Ежегодный «ремонт» вновь производимых офицеров очень велик — но еще более великим кажется счастье этого дня…
Обошел Царь всех…
Не спеша отходит от фронта, останавливается перед юнкерскими построениями, хорошо видимый всеми.
И опять улыбается Царь.
— Благодарю вас, господа, за прекрасный смотр!..
— Рады стараться!..
Это еще ответ солдат — последний ответ солдат, — за этим ответом уже мы перестаем быть таковыми.
— Рады стараться Ваше Императорское Величество!
Государь делает два-три шага вперед.
— Поздравляю вас, господа, с производством в офицеры!
***
Господи!
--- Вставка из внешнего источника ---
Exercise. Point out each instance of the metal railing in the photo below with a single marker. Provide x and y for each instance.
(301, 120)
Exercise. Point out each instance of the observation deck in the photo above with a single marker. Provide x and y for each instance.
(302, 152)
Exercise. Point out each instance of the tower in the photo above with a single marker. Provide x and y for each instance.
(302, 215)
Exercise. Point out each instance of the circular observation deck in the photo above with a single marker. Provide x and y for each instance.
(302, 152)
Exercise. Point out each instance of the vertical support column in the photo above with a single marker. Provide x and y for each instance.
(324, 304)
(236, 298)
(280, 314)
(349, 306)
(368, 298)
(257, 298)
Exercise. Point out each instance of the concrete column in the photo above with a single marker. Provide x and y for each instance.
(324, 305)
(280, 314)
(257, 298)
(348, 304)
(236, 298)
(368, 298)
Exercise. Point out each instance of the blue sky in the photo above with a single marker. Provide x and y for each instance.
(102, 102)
Силою Твоею — возвеселится Царь!
Ведь только миг — единый миг — но что значит вся дальнейшая жизнь при сравнении с этим мигом?
Руки поднимаются «по офицерски» к козырьку, кое-где еще отчеканивается «покорнейше благодарим Ваше Императорское Величество» — но откуда-то из глубины, из сердца, из всех молодых душ вдруг вырывается «ура» — и, гремя, заполняет всю землю…
— Ура!..
А солнце так и светит, так и льет на все свою лучезарную благодать.
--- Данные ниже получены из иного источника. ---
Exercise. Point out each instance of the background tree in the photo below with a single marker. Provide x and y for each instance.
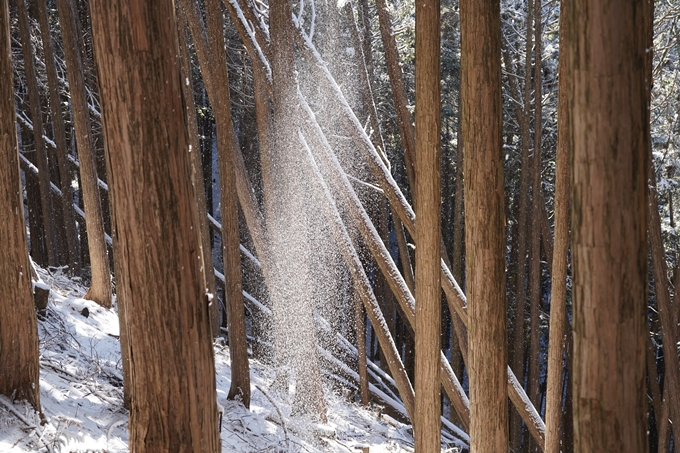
(484, 228)
(157, 244)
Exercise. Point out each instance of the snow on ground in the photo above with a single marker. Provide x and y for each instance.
(82, 396)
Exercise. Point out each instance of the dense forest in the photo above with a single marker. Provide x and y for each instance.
(225, 193)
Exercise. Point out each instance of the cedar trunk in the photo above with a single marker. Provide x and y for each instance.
(558, 298)
(485, 230)
(427, 188)
(38, 132)
(100, 289)
(609, 225)
(20, 371)
(157, 244)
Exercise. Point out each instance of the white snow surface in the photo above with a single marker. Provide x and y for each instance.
(82, 396)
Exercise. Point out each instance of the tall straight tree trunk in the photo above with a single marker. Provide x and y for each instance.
(226, 141)
(197, 173)
(537, 206)
(611, 131)
(100, 289)
(557, 344)
(427, 427)
(40, 151)
(288, 226)
(157, 244)
(404, 120)
(485, 230)
(20, 371)
(59, 131)
(667, 319)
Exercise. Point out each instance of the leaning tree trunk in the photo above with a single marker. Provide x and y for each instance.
(609, 225)
(19, 372)
(427, 424)
(485, 230)
(157, 244)
(100, 289)
(40, 151)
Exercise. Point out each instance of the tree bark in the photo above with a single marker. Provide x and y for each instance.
(20, 370)
(558, 308)
(38, 131)
(157, 244)
(609, 224)
(100, 289)
(485, 230)
(288, 226)
(406, 130)
(238, 348)
(427, 426)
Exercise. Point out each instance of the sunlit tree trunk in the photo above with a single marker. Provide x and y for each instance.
(40, 151)
(158, 262)
(100, 289)
(288, 226)
(19, 372)
(609, 225)
(428, 207)
(485, 230)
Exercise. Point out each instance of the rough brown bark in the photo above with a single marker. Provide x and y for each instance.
(41, 153)
(20, 371)
(197, 174)
(59, 132)
(609, 225)
(427, 426)
(558, 308)
(157, 244)
(100, 289)
(485, 230)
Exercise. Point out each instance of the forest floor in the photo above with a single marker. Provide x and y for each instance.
(82, 396)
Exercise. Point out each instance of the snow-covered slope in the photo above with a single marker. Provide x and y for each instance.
(82, 396)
Как великолепен Божий мир, как прекрасно то, что называется жизнью, в которую мы вступаем и в которую нас так красиво вводит Он — милый Царь, дающий счастье эполет офицера!
— Господа офицеры! — подходит к нам Карангозов. — Господа офицеры — к вашим коням!
Да, мы офицеры!!!
На нас еще пыльные юнкерские мундиры и солдатские винтовки за плечами — но мы уже офицеры, корнеты, господа!!! Приказ Царя — под погоном!
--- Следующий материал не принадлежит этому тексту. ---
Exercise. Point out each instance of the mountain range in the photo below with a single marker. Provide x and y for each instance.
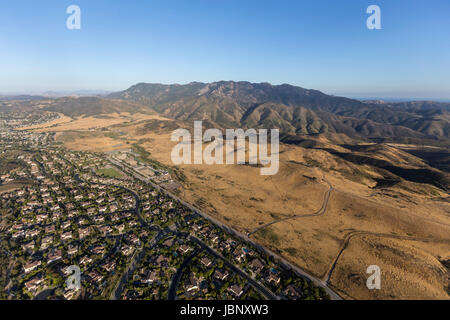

Мы идем куда-то опять, садимся на своих друзей, которых держат наши наследники по оставляемому училищу — бывшие звери, ставшие теперь тоже корнетами славной школы!..
***
О, стократ благословенный, залитой солнцем, молодым счастьем, надеждами и верою день!
Кто забудет тебя, кто не вспомнит с благодарною улыбкой!..
Как все светится вокруг, как ласкает взор, как все полно Божией благодатью!..
Вот и бараки — милые бараки школы, которые мы уже навсегда покинем через полчаса.
Сняты юнкерские мундиры, сброшена амуниция, сданы каптенармусу винтовки и шашки…
В последний раз получает четыре куска сахара строевой друг прошедшей юнкерской страды — конь.
— Ну, прощай, мой простоватый, но крепкий, как крестьянская лошадь, Кабардинец! Спасибо, Друг!
Кабардинец, отжевывает мундштучное железо, проталкивает через него языком куски сахару, и, видимо, понимает, что его хозяин стал настоящим корнетом!
Спешно, порывисто идет переодевание.
Вот один уже готов.
В изящном офицерском пальто, в ботинках от Шмелева, в безукоризненной фуражке офицера — недавний запыленный полусолдат почти неузнаваем.
За первым готов второй, за вторым третий…
Одевшиеся выходят из бараков.
Ряды извозчиков уже ждут на задней линейке.
В Петербург…
***
Где-то далеко, в провинции, на расстоянии чующие сердцем этот необыкновенный день — живут родители, братья, сестры, старые няньки, выхаживавшие когда-то от пеленок сегодняшнего блестящего офицерскими звездочками баловня судьбы.
Пусть будут покойны — через два-три дня они увидят свое детище.
После производства — двадцативосьмидневный отпуск, поверстный срок к месту полка — времени для свидания много.
Пока же — в Питер!..
Гремят колеса Балтийского поезда, мягко катят от вокзала извозчики на резинах…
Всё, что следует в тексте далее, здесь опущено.